I have no issue with hiring a kitchen designer, but I want that to be under my umbrella. I want to be able to comb through the design, approve the shop drawings, and own any and all of the issues that may arise. At that point I can determine what the correct course of action to take to fix potential issues. If it is my omission, then I am responsible. If it is the cabinet maker’s error, then it is up to me to determine how to move forward. I do not have to feel badly for charging a designer for my time, charging a customer for time they should not have to pay for, or worrying about navigating the entire situation. I owned the cabinet shop drawings, I owned securing the cabinets, and I owned the installation, so all responsibility is on my shoulders. 

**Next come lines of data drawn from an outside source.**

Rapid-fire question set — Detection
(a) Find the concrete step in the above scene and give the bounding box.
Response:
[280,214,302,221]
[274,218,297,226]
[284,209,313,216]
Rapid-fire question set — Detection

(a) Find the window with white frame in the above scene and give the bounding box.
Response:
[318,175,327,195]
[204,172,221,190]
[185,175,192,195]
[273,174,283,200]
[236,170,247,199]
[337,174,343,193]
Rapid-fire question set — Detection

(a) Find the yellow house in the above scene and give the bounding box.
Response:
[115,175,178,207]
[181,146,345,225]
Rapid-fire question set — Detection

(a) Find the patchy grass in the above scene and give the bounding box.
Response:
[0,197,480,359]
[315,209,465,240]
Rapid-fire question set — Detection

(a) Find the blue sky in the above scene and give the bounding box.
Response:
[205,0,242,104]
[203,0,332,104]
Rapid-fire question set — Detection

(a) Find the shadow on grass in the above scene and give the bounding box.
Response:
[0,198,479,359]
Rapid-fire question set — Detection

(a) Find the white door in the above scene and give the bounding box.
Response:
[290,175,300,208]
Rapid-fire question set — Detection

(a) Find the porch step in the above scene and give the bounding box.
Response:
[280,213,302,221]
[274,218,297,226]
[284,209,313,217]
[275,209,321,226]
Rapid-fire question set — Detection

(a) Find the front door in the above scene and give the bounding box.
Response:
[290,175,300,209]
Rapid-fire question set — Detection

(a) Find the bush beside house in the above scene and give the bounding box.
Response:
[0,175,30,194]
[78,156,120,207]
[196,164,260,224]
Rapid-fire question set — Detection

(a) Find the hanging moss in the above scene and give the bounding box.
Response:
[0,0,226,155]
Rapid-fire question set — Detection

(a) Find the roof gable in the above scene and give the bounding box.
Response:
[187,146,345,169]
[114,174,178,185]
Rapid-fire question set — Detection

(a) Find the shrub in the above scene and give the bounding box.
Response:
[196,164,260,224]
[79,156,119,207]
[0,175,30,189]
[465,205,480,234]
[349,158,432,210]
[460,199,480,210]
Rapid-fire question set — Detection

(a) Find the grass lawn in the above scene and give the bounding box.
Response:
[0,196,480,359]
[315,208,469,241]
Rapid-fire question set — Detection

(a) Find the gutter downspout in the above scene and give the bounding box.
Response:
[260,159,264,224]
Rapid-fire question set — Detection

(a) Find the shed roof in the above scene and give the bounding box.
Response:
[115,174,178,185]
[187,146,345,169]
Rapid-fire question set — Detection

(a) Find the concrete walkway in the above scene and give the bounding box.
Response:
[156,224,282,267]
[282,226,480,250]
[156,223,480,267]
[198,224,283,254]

From a carpentry and remodeling standpoint, we ran into some major issues on this last project. When we screwed up, we bit the bullet and made it right. There was no gray area. The accountability was on me, which at times is painful, but it makes for the best user experience. My customers hired me to execute a project to my spec, and if that costs me money, then so be it. Those painful lessons are up to me to fix and learn from moving forward. I made a promise to my customers, we signed a contract, and everyone understands specifically what I own with regard to the scope of the project and the spec. I do not want to take on projects where I have to worry how others will own their mistakes. Again, everyone is different, and I want to  ensure there is zero gray area. 

Moving forward I am going to stick to my guns and demand that I own all aspects of my projects. I want to reiterate that this does not mean that I have to do everything myself, but I want to own and hold the contract for all of the work. If there is an issue with design, and I hired the designers, then that is my issue. If I own the shop drawing approvals, and there are fitment issues, then that is my problem. If I own supplying all of the fixtures and two sconces arrive damaged and I did not inventory that when they arrived, then I own the cost of getting the electrician back to the job when the replacements arrive. I have no one to blame or get mad at but myself. For me, this is the ownership, accountability, and responsibility that I need. I do not intend to point fingers, complain, or harp on others, but I know that if I screw up, I am going to fix it, and that is reassuring for me and my business. I want the buck to stop with me! This is why I find ownership so important. Yes, it is about control, but it is also about accountability. I want to be accountable and to not feel as though I have to dance around solving problems.